The first step to, I'm told, is to admit that you have a problem.
My name is Scott -- ("Hi, Scott!") -- and I'm a traffic sign nerd.
Last night the incomparable Tim Jackson tipped me to this amazing story of a guy who took it upon himself to fix an Interstate Highway sign in Southern California, specifically in Pasadena. The sign lacked what one guy saw as an obvious bit of information, so he decided to do a bit of performance art and fix the sign himself.
I actually knew that sign. My wife's family is in Pasadena, and I've driven under that sign many times, and I remember thinking that it didn't seem like it followed Federal Interstate Highway sign standards. I never said anything, thinking California maybe had its own rules. I also didn't want her family to think I was a total traffic nerd.
Now the truth is out: The sign was non-conforming!!!!
Anyway, even though CalTrans knew about the citizen's modification, they didn't do anything about it because they knew that his fix made the sign better. When they finally fixed the sign themselves, they essentially incorporated his modification.
That guy had guts.
I was able to get one sign changed on the Interstate Highway system back in 2004, but I did it the old-fashioned way: lobbying Colorado's DOT to do the work for me.
At the time, I was operating MyTrafficNews, and a bunch of readers wrote in to tell me that a new and nearly constant traffic jam we were reporting about was not the fault of traffic, it was the fault of a sign.
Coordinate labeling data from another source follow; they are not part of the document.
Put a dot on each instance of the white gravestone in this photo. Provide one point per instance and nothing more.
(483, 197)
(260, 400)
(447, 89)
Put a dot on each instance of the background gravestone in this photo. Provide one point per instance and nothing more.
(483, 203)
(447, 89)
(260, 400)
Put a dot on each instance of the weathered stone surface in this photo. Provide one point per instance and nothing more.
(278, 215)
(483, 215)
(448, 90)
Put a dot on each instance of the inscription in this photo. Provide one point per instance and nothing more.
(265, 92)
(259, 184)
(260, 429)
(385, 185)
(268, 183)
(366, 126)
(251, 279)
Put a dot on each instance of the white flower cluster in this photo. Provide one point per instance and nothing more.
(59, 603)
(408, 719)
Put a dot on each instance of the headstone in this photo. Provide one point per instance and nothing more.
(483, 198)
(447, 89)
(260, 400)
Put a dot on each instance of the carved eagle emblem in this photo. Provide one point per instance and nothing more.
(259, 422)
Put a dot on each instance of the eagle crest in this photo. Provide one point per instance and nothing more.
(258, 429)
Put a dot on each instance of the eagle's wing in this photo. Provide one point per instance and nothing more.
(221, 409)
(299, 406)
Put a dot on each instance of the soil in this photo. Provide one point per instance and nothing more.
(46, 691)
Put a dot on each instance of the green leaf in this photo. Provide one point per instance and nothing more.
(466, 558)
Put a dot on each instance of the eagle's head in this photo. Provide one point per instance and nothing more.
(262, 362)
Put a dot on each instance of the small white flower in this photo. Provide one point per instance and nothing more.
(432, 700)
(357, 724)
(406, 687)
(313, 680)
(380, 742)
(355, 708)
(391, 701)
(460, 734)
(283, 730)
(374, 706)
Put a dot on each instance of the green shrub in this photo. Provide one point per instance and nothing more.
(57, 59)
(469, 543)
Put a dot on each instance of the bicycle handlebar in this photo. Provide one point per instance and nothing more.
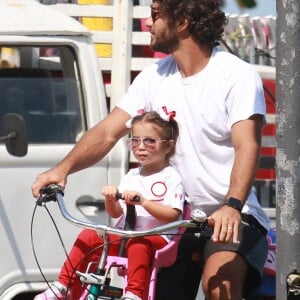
(55, 192)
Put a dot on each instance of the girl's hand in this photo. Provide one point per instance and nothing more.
(110, 192)
(132, 198)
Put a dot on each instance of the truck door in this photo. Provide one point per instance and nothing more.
(46, 88)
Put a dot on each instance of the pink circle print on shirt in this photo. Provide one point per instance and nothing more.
(158, 189)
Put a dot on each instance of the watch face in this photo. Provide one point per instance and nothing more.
(235, 203)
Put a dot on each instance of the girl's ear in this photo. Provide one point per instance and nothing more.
(171, 146)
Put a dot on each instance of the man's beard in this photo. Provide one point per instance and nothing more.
(165, 45)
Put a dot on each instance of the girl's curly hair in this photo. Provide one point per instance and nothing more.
(207, 20)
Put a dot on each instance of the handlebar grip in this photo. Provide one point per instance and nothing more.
(135, 198)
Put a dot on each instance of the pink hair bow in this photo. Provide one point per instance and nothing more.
(128, 124)
(167, 115)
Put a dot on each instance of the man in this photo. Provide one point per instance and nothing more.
(220, 109)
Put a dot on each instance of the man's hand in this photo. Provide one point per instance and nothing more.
(226, 224)
(51, 176)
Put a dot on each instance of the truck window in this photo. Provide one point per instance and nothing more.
(42, 85)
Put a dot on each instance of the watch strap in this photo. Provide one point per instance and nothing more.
(234, 203)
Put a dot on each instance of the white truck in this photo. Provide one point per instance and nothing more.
(54, 82)
(51, 75)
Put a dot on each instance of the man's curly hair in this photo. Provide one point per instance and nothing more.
(207, 20)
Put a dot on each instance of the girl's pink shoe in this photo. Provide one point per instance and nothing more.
(56, 292)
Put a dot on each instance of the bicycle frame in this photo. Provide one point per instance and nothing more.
(99, 282)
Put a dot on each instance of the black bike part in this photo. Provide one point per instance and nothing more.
(48, 193)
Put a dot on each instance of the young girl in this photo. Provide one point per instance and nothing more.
(161, 194)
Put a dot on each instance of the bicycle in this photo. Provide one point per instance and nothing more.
(98, 284)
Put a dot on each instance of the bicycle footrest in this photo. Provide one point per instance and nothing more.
(90, 278)
(112, 292)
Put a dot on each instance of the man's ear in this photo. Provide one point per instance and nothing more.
(182, 24)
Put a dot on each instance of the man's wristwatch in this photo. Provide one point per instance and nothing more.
(234, 203)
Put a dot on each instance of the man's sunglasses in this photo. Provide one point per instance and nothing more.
(149, 143)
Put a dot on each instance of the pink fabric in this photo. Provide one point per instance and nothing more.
(141, 252)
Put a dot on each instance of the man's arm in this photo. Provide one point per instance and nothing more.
(91, 148)
(246, 139)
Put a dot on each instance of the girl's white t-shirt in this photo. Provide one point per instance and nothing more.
(207, 104)
(164, 187)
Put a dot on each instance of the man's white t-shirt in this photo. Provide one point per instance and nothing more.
(207, 104)
(164, 187)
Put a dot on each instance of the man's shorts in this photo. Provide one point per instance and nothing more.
(185, 275)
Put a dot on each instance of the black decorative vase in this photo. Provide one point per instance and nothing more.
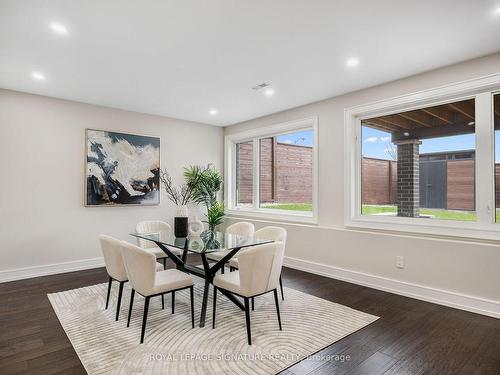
(180, 226)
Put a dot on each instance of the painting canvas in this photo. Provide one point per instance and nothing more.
(122, 169)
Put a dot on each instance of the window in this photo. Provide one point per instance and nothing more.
(272, 171)
(426, 162)
(420, 163)
(496, 115)
(244, 174)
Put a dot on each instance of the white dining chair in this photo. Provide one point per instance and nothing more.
(140, 267)
(154, 226)
(259, 272)
(112, 252)
(241, 228)
(276, 234)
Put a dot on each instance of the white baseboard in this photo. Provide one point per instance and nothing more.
(425, 293)
(49, 269)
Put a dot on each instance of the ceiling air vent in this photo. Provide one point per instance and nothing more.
(261, 86)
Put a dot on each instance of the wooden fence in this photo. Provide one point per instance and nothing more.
(285, 172)
(286, 176)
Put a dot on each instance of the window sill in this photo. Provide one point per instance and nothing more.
(278, 215)
(428, 227)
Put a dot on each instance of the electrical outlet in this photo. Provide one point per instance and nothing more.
(400, 261)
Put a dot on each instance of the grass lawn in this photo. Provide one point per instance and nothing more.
(289, 206)
(435, 213)
(376, 209)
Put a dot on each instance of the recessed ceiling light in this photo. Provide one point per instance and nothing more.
(38, 76)
(269, 91)
(58, 28)
(352, 62)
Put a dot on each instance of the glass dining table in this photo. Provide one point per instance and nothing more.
(203, 245)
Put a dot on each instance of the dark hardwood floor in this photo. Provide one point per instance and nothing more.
(411, 336)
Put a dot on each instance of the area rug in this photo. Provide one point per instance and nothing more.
(171, 346)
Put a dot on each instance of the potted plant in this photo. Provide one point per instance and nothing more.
(180, 196)
(205, 184)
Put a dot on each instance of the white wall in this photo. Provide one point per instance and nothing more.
(42, 145)
(457, 269)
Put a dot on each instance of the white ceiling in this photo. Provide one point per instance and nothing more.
(179, 58)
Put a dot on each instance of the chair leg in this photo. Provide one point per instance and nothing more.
(109, 291)
(247, 316)
(277, 306)
(281, 287)
(144, 318)
(132, 294)
(192, 305)
(118, 304)
(215, 306)
(173, 302)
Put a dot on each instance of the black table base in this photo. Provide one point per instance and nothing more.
(207, 273)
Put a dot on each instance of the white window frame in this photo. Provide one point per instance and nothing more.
(482, 89)
(255, 135)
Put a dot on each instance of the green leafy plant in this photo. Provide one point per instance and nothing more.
(215, 215)
(205, 184)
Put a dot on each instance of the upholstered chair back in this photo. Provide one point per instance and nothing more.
(276, 234)
(150, 226)
(141, 267)
(242, 228)
(112, 251)
(260, 267)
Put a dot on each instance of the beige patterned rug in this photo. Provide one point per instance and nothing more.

The story was that at the end of one highway a new sign gave people a choice of going north or south, but the sign telling people to exit on the right was to the left of the sign telling people to exit to the left. The result was drivers trying to merge suddenly at the last second when the realized they were in the wrong lane.
CDOT, to their credit, had a crew fix the sign within a week or so of our campaign.
We had lots of fun with signs at MyTrafficNews. When a truck hit one of those Variable Message Signs, leaving it dangling and threatening -- as we wrote at the time -- to turn a Pontiac into a pancake, we jumped to action. First, we did our best to alert people, as the sign that was designed to help traffic instead made traffic horrible for half the city for an entire day. ("Don't these signs take a Hippocratic oath?" we wrote at the time.)
Then, we wondered what the sign would say if it could make its own message on that day. In haiku.
All signs looking down
Gridlock is all around me
I must blame myself
You see, I really am a traffic sign nerd.
So my question is, what's the second step?